As I’m working on this Becky and I are getting ready for a short vacation before the postseason events get started. We’re going to Iceland for a few days. Believe it or not they have some fantastic fishing up there, or so I’ve been told.
The place is supposed to be full of trout and salmon as well as a fair number of graylings. We can’t wait to get there and spend some quiet time with each other. Of course, we’re packing our fly rods, too. There’s no way I can go for the best part of a week without catching something thatlives in the water.
At the same time, though, I’ve been thinking about my career and what it means to me. Next year will be my 20th straight Bassmaster Classic, assuming I catch at least one keeper in the Toyota Bassmaster Angler of the Year Championship down on Lake Chatuge in Georgia.
As far as I know it’s the longest active streak going. That is something really special to me. The past few years I made a couple of them by having to win a late season event or by getting some help from what another angler is doing. This year it’s on me.

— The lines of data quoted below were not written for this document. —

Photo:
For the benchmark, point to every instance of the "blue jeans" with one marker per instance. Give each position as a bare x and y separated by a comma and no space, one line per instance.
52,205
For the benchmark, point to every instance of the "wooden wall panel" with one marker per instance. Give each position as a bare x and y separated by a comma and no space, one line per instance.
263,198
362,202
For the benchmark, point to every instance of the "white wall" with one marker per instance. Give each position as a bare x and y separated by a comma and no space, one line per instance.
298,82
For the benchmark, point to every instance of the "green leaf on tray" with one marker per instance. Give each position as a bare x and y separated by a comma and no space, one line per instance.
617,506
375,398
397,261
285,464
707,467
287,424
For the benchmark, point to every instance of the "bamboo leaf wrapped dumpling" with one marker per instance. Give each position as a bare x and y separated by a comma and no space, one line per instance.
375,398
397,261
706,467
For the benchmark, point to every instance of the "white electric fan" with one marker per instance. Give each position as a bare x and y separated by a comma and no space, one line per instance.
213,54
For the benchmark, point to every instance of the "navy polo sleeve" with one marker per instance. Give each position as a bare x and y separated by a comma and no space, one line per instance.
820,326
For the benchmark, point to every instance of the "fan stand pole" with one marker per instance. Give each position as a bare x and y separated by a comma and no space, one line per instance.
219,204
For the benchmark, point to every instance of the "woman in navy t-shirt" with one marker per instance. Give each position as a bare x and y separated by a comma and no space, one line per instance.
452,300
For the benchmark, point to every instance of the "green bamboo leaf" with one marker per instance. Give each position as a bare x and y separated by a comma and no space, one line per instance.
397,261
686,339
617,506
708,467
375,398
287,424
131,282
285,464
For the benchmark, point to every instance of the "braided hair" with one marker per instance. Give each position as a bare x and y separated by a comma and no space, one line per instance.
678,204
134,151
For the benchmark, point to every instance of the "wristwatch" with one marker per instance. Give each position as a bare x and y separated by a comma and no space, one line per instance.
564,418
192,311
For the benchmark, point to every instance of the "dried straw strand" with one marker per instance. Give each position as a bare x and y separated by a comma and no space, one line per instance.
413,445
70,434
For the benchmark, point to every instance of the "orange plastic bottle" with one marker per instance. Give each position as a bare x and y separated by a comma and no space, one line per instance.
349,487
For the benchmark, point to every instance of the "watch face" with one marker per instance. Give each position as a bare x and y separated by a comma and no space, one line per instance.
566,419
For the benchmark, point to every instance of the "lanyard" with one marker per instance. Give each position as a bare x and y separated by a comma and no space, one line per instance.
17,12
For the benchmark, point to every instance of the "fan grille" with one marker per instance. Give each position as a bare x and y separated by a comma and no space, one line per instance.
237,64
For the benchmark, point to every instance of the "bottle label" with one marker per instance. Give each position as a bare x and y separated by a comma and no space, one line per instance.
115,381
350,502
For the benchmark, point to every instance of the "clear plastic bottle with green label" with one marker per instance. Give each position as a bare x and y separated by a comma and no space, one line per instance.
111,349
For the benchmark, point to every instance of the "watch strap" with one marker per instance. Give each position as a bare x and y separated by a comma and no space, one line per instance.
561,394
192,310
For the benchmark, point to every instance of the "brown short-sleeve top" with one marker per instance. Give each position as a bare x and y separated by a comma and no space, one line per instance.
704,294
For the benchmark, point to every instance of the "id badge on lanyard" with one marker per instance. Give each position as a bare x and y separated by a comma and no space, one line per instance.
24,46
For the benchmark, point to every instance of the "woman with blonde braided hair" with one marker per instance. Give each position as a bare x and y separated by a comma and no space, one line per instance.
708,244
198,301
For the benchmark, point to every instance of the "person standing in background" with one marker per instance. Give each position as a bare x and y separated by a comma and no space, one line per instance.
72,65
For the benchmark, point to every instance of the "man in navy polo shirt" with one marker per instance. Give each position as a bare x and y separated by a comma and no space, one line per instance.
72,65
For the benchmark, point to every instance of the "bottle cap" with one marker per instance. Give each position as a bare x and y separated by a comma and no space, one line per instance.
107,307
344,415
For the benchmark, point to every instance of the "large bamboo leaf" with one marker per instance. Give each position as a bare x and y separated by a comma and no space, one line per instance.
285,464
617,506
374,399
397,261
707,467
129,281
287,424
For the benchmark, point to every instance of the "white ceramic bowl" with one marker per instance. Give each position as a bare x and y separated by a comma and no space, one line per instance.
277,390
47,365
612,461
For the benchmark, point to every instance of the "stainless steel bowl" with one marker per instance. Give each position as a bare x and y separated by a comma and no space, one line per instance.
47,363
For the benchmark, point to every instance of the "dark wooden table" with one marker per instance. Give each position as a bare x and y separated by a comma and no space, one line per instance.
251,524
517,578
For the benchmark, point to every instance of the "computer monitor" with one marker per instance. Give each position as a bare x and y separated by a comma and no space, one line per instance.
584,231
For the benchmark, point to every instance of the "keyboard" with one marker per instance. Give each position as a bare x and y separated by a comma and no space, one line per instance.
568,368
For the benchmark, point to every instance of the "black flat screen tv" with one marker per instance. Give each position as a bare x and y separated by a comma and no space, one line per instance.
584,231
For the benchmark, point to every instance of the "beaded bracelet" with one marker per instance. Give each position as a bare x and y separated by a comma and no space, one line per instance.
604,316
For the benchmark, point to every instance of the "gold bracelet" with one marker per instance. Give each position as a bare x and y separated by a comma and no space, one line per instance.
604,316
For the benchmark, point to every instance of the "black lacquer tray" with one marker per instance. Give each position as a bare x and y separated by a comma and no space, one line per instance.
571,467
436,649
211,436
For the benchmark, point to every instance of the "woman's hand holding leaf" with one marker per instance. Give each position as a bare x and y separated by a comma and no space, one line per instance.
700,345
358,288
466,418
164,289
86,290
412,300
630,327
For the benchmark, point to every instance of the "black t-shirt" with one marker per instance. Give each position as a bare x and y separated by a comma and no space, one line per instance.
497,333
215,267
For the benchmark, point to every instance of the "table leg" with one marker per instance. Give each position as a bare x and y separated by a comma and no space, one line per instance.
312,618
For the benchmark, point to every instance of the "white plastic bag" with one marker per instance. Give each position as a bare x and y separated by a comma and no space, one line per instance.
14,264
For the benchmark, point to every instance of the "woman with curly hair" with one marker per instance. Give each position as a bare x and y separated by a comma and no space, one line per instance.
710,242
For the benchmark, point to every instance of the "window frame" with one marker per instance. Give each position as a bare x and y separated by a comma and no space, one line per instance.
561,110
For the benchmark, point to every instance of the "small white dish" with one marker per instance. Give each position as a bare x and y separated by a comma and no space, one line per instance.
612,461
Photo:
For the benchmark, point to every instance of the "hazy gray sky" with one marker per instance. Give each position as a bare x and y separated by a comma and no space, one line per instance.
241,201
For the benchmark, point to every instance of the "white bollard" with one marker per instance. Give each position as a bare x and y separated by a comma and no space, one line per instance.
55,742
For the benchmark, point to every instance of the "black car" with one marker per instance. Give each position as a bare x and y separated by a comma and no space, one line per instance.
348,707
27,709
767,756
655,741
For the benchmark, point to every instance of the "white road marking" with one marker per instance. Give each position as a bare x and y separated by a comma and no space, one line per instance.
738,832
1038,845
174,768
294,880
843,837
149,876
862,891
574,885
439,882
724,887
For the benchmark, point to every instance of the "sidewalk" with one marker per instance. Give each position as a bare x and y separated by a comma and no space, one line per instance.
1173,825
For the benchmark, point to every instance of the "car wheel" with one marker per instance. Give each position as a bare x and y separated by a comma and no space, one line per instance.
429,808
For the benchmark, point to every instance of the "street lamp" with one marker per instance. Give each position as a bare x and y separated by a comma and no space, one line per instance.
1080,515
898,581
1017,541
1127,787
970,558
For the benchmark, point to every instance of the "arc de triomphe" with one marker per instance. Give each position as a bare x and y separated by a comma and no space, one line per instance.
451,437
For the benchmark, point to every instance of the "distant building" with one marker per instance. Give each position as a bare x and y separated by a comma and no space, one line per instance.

Making the Classic is no small thing, and it’s not easy. I’ll admit that there was a time when I thought it was something that just happened, no big deal. The year I thought that was the last year I didn’t qualify. As painful as that was it taught me a valuable lesson, one that I’ll never forget.
Really, overall this year has been a good one. I didn’t win a tournament, but I did have a series of good, strong finishes with the exception of a couple of really bad events. I think I finished around 60 in one and around 80 in one. Otherwise I made a check in every tournament.
This column shouldn’t be taken as bragging, and I’m not patting myself on the back. What I am doing is taking a break and looking around. Some might call it smelling the roses. I appreciate what I have — my family, my career and in general my life.
This is a tough business. There are only so many tournaments, so many keeper bass and so many sponsors. Everyone is a competitor with everyone else for a piece of the pie. That’s pressure that never really goes away. No matter, sometimes you just have to stop and think about things.
That’s hard to do that when you’re a workaholic like me. Hard or not, though, it’s important. Without doing that you get lost in the trees and never see the forest.